Mugabe, leader of the majority Shona tribe, today appeared mindful of the potential for conflict. Although he spoke in derogatory terms about Nkomo and accused him of "dishonesty" over the arms caches, the prime minister limited his charges to the top leadership of the party, which is also known as the Zimbabwe African People's Union (ZAPU).
"I'm sure there will be people who have a big case to answer," said Mugabe, adding later, "It cannot be denied that the arms were being hoarded for the purpose of trying to overthrow my government."
But after announcing the ouster of Nkomo, two senior ZAPU officials--Transportation Minister Josiah Chinamano and Natural Resources Minister Joseph Msika--and a deputy minister, Mugabe spoke of party regulars in conciliatory terms.
"It is very clear to us that very many people in ZAPU did not know what was going on," he said. "Only a clique, perhaps at the top, plus some commanders, knew about it. We cannot be unfair to the ordinary ZAPU follower and we don't begin to accuse him of peparing for war."

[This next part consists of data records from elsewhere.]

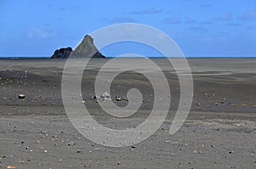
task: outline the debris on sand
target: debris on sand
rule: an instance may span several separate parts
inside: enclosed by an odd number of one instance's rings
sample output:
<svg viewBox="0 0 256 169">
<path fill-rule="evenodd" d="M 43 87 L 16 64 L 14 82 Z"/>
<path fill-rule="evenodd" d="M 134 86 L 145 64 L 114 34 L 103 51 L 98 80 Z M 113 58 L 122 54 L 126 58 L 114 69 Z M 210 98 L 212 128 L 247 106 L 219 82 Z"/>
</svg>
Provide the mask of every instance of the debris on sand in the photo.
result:
<svg viewBox="0 0 256 169">
<path fill-rule="evenodd" d="M 18 99 L 25 99 L 25 94 L 19 94 Z"/>
<path fill-rule="evenodd" d="M 103 100 L 111 100 L 111 98 L 110 98 L 110 95 L 105 92 L 102 94 L 101 98 L 103 99 Z"/>
<path fill-rule="evenodd" d="M 119 102 L 119 101 L 122 101 L 122 99 L 119 96 L 116 96 L 115 100 Z"/>
<path fill-rule="evenodd" d="M 15 166 L 7 166 L 8 169 L 13 169 L 13 168 L 16 168 Z"/>
</svg>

He said two other ministers and two deputies from ZAPU had been told they were "free to continue in government." With the exception of "a few" of Nkomo's former military commanders, "the same goes for other appointed people in government" and the Army, Mugabe said.
Nkomo, despite his anger, was careful not to encourage violence when he met with reporters following the dismissal.

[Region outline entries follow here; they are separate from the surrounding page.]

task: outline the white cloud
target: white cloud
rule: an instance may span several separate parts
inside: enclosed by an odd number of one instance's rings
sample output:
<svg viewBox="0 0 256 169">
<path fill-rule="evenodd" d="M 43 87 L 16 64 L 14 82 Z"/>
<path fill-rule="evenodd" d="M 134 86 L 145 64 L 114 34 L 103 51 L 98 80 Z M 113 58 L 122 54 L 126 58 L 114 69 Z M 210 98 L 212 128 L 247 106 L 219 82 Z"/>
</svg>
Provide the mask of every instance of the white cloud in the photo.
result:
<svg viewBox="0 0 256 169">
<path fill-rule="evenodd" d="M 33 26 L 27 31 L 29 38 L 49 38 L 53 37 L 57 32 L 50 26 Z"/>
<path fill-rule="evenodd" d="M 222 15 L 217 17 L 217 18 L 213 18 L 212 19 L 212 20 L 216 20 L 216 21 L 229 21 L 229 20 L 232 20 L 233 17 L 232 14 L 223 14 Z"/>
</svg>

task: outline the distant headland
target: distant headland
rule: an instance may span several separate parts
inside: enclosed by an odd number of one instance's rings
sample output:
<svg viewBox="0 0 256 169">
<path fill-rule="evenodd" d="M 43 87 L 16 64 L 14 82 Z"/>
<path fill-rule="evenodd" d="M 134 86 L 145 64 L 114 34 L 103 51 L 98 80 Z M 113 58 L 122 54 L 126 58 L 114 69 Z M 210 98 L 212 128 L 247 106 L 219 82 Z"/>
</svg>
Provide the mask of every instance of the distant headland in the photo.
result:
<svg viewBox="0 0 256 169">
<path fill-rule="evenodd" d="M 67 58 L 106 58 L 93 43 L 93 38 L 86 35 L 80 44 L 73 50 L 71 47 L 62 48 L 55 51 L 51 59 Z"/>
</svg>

"One hopes there's no strife," Nkomo said. "It would be a tragedy." Noting the difficulty of bringing about unity after the long war, he added, "My prayer is that it will not disintegrate."

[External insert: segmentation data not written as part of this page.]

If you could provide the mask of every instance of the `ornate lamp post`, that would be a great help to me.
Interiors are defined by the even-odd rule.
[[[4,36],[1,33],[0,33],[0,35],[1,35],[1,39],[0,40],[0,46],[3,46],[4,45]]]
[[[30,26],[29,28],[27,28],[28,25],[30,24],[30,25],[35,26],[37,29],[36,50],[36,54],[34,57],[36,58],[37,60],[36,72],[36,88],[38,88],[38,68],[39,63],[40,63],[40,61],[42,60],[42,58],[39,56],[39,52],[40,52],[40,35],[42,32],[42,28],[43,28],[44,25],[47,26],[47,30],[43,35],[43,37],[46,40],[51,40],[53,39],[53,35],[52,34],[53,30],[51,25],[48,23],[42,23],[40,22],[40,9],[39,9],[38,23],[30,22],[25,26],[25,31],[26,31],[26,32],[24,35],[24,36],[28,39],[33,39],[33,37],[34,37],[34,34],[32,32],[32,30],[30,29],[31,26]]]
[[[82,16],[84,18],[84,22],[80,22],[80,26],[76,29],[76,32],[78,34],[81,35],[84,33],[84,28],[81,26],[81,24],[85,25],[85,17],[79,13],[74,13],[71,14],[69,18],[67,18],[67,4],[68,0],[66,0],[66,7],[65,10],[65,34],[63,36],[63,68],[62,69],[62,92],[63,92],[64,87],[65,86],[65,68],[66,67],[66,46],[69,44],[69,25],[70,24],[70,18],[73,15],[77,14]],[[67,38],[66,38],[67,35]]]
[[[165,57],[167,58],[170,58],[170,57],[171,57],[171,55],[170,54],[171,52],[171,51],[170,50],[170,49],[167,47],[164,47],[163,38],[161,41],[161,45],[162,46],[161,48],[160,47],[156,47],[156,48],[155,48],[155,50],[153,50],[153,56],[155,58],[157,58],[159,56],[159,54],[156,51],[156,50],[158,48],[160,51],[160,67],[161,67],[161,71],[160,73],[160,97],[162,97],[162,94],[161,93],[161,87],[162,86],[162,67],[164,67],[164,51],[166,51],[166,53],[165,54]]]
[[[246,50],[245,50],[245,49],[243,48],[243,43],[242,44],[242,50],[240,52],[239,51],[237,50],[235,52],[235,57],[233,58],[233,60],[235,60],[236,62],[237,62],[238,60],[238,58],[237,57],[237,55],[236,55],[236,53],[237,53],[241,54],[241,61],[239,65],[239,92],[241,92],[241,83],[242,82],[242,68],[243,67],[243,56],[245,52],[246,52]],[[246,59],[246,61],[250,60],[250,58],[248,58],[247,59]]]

The split between Mugabe and Nkomo has antecedents in years of conflict between their separate political organizations. Their guerrilla armies clashed at times during the war against white rule, frequently causing each other more casualties than those inflicted by their mutual enemy.
Nkomo began the struggle against white-minority rule three decades ago, but his party split in 1963 and the Zimbabwe African National Union was formed. Mugabe took over leadership of the organization in 1975 after a bitter internal struggle.
The armed struggle that began in 1972 brought the two parties into a shaky alliance known as the Patriotic Front. It fell apart when Mugabe refused to run jointly with Nkomo as a unified party in the Zimbabwe's first elections in 1980.
Mugabe's party scored a landslide victory but allowed Nkomo's party to join in a coalition government in a move to prevent civil war.
That coalition having now ended, each leader had bitter words for the other.
Mugabe called the storing of arms "utter dishonesty," adding: "We feel cheated. We feel those we've trusted as partners have turned out to be despicable persons."
He also charged that Nkomo met twice with South African officials shortly after the election to see if Pretoria would support him if he attempted a coup.
Nkomo denied the charge of collusion with South Africa, accusing Mugabe of "telling a lie--a straightfoward lie." He said Mugabe's charge was a "made-up story, an excuse to get rid of me."
Nkomo's voice rose in anger over the fact that he was told about his firing by reporters, rather than by Mugabe directly. "What is he frightened of?" Nkomo asked. "Why doesn't he face me?"